"Enter"a basıp içeriğe geçin

Artemis Tapınağı / Dünyanın Yedi Harikası | YerelHaberler

Artemis Tapınağı bugünkü İzmir’e 50 km uzaklıkta yer almaktadır. Efes’teki bu tapınak bereket tanrısı Artemis için yapılmıştır.

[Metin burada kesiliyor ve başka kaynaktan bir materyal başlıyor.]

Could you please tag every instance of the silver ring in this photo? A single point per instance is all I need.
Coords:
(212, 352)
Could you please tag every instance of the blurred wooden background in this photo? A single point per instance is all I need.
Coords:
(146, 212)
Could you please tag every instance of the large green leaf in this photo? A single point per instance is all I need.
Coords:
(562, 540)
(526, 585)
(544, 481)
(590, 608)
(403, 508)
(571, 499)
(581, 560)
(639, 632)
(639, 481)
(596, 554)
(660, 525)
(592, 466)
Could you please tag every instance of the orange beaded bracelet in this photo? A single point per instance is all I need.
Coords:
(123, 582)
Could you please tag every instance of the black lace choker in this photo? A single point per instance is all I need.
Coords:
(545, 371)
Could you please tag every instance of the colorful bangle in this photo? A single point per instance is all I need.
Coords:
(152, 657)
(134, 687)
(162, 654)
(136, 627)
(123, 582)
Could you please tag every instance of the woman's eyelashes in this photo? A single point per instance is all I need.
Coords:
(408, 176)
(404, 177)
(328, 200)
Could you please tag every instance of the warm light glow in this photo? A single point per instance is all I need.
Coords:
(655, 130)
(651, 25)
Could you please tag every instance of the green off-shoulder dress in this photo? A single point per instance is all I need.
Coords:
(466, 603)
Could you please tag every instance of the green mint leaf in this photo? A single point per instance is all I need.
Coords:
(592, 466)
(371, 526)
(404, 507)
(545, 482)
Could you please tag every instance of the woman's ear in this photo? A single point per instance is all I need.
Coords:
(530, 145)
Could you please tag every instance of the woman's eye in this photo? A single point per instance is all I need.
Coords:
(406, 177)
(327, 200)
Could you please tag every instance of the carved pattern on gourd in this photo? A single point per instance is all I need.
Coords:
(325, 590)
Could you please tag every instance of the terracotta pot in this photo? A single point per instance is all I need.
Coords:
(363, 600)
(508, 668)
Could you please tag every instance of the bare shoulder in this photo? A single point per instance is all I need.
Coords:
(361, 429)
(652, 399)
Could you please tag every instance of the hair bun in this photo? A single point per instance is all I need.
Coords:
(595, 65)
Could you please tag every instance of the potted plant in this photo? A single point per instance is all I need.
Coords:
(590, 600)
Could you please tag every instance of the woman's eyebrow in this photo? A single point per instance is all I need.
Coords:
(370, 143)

Tapınaktaki kaynak M.Ö. 700 yılında, tapınak M.Ö. 550 yılında Lidya Kralı Kroisos’un isteği üzerine inşa edilmiştir. 90 metre yüksekliğinde, 45 metre genişliğinde, dönemin en usta heykeltıraşlarının yaptığı bronz ve mermer heykellerle dolu, yaklaşık 100 sütunlu devasa bir yapıydı. Bereket tanrıçası için yapıldığı için içeride tapınak, dışarıda pazar yeri olarak kullanılmış ve Kapalıçarşı olarak turizm değeri olmuştur.

Turistler çarşıdan aldıkları altın ve fildişi takıları tanrıçaya sunarlardı. MÖ 21 Temmuz 356’da Herostratus adında bir adam sırf ünlü olmak için tapınağı yakmış ve burada ismi geçtiği için başarılı olmuş. Büyük İskender’in aynı gece doğması sonucunda tarihçiler “Tanrıça İskender’le o kadar ilgilendi ki kendi evini bile umursamadı” dediler. Bu Yunanlılar her şeyi böyle abartmasınlar… İskender tapınağı tamir edemeden öldü ve tanrıçanın sadık müritleri her türlü tahribattan sonra onu restore etmeye devam ettiler. 262 Büyük Yangını’nın sonunda müritlerin çoğu Hristiyan olunca, onu düzeltecek kimse kalmamıştı. Bugün tapınağın yerini gösteren tek bir sütun var.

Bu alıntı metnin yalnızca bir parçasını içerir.